The drive from Nema to Oualata is only 120 km, but it took a solid 4 hours (including a break for prayer), because it is quite literally all sand and you're simply following the tracks of vehicles that have previously traversed the terrain. Interestingly, the return route follows a different course, is MUCH smoother, and far more scenic. There is a very small stretch of paved road through a mountainous Pass. You will eventually see way off in the distance on top of a hill, the a large rectangular structure that is Oualata's former prison. Once you see it, you'll be able to pinpoint the town, but know that you still have a ways to go before you get there.

As with Nema, as soon as we arrived in Oualata, I was delivered directly to the gendarmerie, who were also nice. One sketchy thing is that they called for a "town guide" to escort me to an auberge, and he told me that he had to stay with me (again, for my "security") for the entire time I was in the town, at 2,000 MRU per day. I told him I was not interested in having a guide, nor had I received such information before or I wouldn't have come, seeing as I am a student and did not budget for such. He was adamant, delivered me to an auberge (which I did not initially want to stay in), and we ended up having an exchange that lasted for about 30 minutes. I had a Mauritanian friend in Nouakchott who interceded on my behalf, and the guide finally stopped his harassment and left, saying he would not need to accompany me. I decided to stay at the auberge where I was delivered, as by this time, the sun had fully gone down, and I was too exhausted to seek out an alternative. I am grateful that my French was strong enough to argue my point and that my friend was able to intervene from Nouakchott, otherwise who knows what the outcome would have been. Possibly end up being delivered back to the gendarmerie and forced to spend the night there/arrested?! My friend said clearly the gendarmerie and the guide have some scheme going where they each take a cut of the proceeds. That is very off-putting, so I definitely advise potential visitors to beware this.

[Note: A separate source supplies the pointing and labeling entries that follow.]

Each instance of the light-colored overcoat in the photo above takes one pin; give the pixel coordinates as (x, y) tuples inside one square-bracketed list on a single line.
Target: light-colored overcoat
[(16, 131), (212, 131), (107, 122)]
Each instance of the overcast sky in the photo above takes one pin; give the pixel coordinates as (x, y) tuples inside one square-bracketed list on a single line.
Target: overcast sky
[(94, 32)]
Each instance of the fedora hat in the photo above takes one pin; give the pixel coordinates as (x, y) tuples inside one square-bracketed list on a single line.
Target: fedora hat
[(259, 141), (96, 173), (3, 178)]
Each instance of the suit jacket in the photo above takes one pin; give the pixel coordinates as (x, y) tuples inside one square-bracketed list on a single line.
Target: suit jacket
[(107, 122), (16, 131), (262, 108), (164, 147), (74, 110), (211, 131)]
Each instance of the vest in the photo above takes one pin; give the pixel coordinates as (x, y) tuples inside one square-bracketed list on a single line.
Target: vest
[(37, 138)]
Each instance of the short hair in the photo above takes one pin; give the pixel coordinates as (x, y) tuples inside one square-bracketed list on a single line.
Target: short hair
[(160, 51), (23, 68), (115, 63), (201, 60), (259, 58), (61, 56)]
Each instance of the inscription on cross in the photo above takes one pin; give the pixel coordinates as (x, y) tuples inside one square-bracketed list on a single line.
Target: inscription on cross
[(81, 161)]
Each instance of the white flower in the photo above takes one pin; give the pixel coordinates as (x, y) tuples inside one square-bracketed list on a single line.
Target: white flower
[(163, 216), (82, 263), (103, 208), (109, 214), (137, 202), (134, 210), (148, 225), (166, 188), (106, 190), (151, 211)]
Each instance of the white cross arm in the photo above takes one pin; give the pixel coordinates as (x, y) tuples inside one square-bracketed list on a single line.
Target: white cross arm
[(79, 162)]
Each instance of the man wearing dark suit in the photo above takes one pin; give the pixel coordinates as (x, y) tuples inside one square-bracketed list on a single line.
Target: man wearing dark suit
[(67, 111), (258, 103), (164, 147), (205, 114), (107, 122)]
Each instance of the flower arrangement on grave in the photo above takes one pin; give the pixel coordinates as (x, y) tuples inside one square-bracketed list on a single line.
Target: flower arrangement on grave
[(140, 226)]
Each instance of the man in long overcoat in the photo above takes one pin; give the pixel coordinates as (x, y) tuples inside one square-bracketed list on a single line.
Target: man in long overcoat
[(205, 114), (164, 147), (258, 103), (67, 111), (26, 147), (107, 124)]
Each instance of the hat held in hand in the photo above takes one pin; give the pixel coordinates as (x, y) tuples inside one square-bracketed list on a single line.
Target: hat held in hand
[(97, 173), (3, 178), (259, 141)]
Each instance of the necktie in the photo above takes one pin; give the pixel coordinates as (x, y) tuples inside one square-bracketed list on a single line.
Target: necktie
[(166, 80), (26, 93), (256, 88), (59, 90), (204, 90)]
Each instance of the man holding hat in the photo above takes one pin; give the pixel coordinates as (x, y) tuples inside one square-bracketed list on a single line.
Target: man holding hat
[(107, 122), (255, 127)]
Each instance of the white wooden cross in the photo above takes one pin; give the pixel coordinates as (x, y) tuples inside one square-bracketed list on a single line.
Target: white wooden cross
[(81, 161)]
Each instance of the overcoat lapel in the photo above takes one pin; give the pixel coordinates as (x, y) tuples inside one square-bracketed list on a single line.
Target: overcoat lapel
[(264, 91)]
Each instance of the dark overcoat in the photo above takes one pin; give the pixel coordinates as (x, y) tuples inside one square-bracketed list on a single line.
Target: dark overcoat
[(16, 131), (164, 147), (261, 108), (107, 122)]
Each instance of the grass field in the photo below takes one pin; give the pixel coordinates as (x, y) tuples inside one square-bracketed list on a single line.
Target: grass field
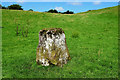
[(92, 40)]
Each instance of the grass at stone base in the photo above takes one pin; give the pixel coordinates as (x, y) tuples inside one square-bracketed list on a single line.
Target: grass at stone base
[(94, 51)]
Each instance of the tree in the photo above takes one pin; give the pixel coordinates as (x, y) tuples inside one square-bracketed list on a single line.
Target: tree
[(15, 7), (30, 10)]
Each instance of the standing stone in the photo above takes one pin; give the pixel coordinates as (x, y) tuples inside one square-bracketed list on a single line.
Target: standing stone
[(52, 48)]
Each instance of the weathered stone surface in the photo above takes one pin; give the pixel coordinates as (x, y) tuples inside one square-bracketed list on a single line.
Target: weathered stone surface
[(52, 48)]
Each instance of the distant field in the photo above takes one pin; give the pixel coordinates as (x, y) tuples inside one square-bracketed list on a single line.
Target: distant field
[(92, 40)]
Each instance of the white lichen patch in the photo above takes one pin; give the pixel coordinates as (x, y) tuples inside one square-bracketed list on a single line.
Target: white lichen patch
[(52, 48)]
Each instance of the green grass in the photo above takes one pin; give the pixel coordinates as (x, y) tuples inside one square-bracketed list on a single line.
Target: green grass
[(92, 40)]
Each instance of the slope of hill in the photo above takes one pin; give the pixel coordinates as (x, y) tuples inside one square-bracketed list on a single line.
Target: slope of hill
[(92, 39)]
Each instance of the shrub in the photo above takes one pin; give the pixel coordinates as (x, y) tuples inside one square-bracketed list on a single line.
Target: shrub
[(15, 7), (75, 35), (53, 11), (68, 12), (30, 10)]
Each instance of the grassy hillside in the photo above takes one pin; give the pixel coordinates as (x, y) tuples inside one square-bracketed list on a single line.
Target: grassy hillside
[(92, 40)]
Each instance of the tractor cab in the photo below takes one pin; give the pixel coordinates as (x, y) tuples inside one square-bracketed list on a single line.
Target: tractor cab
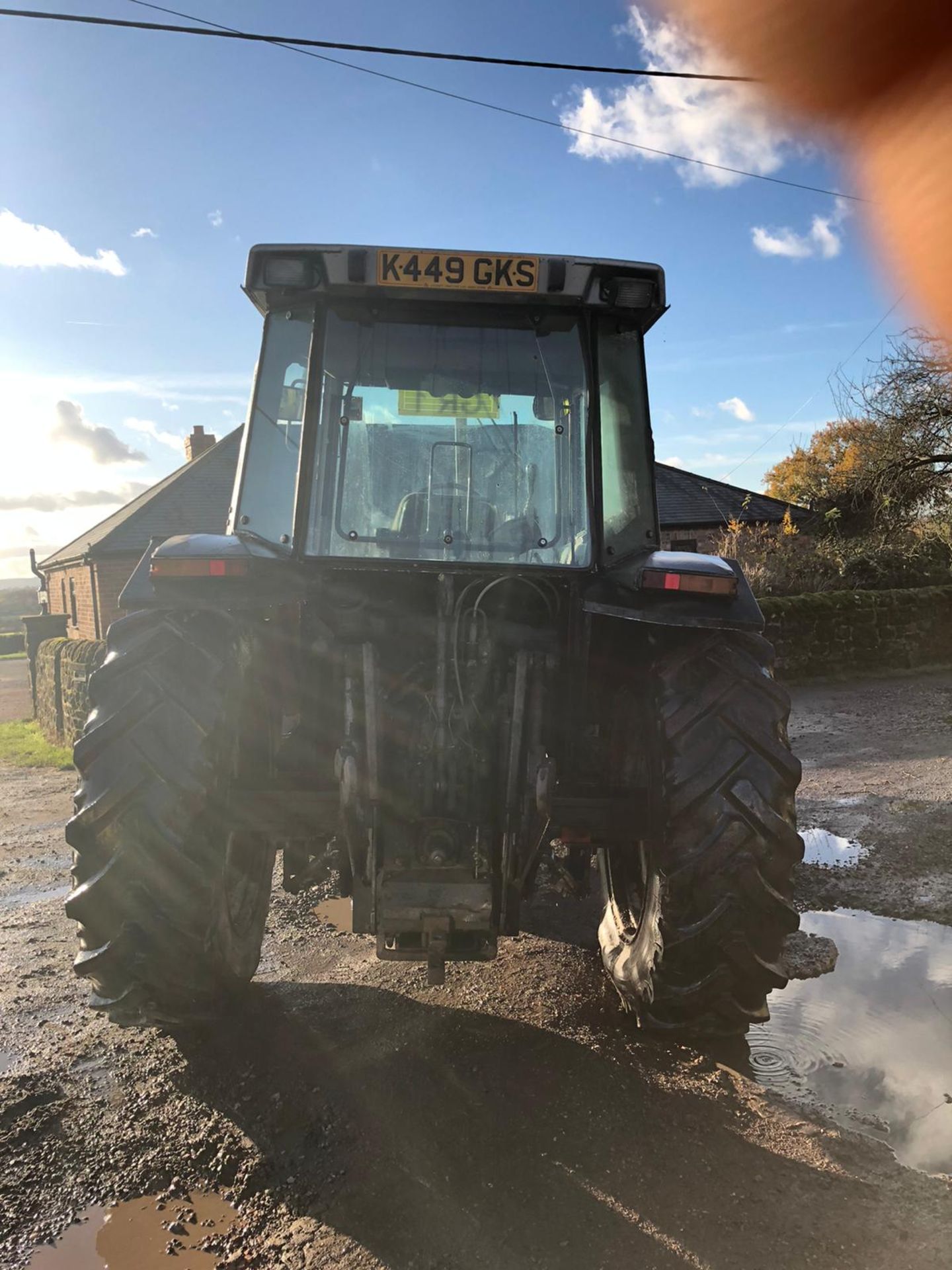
[(450, 408)]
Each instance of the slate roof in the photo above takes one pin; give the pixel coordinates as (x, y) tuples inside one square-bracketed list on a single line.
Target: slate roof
[(196, 499), (690, 502), (193, 499)]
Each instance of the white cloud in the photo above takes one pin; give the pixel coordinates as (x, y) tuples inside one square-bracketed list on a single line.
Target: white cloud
[(34, 247), (151, 429), (102, 444), (75, 498), (214, 386), (738, 408), (822, 239), (720, 124)]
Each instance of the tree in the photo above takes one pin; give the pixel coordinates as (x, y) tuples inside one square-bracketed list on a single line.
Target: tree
[(888, 460)]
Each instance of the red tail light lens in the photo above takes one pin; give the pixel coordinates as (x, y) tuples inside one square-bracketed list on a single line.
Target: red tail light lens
[(172, 567), (695, 583)]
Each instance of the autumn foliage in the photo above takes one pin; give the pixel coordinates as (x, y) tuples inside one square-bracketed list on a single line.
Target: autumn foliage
[(887, 462)]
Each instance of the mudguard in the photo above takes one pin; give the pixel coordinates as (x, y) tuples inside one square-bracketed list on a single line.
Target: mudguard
[(272, 577), (619, 593)]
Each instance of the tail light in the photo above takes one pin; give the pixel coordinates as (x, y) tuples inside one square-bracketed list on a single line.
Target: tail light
[(173, 567), (695, 583)]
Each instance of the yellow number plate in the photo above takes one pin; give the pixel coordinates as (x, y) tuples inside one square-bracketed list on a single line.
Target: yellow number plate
[(461, 271)]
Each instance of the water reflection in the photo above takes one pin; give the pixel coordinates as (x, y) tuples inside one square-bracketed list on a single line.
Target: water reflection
[(873, 1042), (141, 1235), (822, 847)]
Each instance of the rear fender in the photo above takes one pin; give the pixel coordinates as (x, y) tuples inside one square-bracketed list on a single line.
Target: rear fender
[(619, 593), (268, 575)]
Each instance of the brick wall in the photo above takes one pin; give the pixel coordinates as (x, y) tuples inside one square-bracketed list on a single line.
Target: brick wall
[(857, 632), (110, 577), (112, 574), (63, 672)]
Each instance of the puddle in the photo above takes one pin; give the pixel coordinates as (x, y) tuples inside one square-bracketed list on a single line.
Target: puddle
[(132, 1238), (822, 847), (337, 913), (873, 1042), (32, 896)]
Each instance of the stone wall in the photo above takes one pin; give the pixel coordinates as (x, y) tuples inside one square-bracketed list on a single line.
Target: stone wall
[(63, 672), (77, 665), (859, 632), (48, 687)]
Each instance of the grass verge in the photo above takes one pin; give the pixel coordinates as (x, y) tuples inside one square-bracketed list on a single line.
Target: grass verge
[(23, 745)]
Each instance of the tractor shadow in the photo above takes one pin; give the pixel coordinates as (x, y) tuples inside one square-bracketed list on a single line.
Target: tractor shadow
[(438, 1137)]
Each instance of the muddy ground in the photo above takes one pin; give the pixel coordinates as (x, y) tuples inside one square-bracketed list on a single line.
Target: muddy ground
[(877, 767), (512, 1119)]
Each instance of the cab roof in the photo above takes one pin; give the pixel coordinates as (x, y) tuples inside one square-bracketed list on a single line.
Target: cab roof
[(280, 275)]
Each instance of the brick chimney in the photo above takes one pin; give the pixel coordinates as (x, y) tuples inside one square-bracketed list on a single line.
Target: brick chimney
[(198, 443)]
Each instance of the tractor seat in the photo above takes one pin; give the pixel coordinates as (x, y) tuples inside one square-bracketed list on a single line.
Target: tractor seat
[(411, 520)]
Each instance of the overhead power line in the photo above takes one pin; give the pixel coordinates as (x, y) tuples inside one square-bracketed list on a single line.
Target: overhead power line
[(518, 114), (837, 368), (441, 92), (231, 33)]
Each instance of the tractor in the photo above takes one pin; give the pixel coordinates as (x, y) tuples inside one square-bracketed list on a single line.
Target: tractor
[(438, 648)]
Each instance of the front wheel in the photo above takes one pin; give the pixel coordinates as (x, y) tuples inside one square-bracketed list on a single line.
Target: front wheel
[(694, 923), (169, 893)]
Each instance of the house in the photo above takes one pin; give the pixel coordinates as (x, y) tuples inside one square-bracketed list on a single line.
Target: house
[(85, 577), (695, 509)]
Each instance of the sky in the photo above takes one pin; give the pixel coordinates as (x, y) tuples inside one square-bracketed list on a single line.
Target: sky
[(138, 169)]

On the return, I was dropped off at the police station again, and they promptly took me to the Gare and arranged for my bus ticket back to Nouakchott (Sonef Transportation, 1,200 MRU, air conditioned bus). Luckily the bus was leaving immediately, and again, as a foreigner, I was ensured a seat.

I had a lovely time in the Oualata, which definitely did not disappoint and was worth the arduous journey. Although I would recommend it to anyone keen on visiting, I personally wouldn't undertake the trip again.

(NOTE on the fiches: 1 in Nema, 1 in Oualata, 3 on return trip; the bus was never inspected going to Nema, so I never had to provide one.)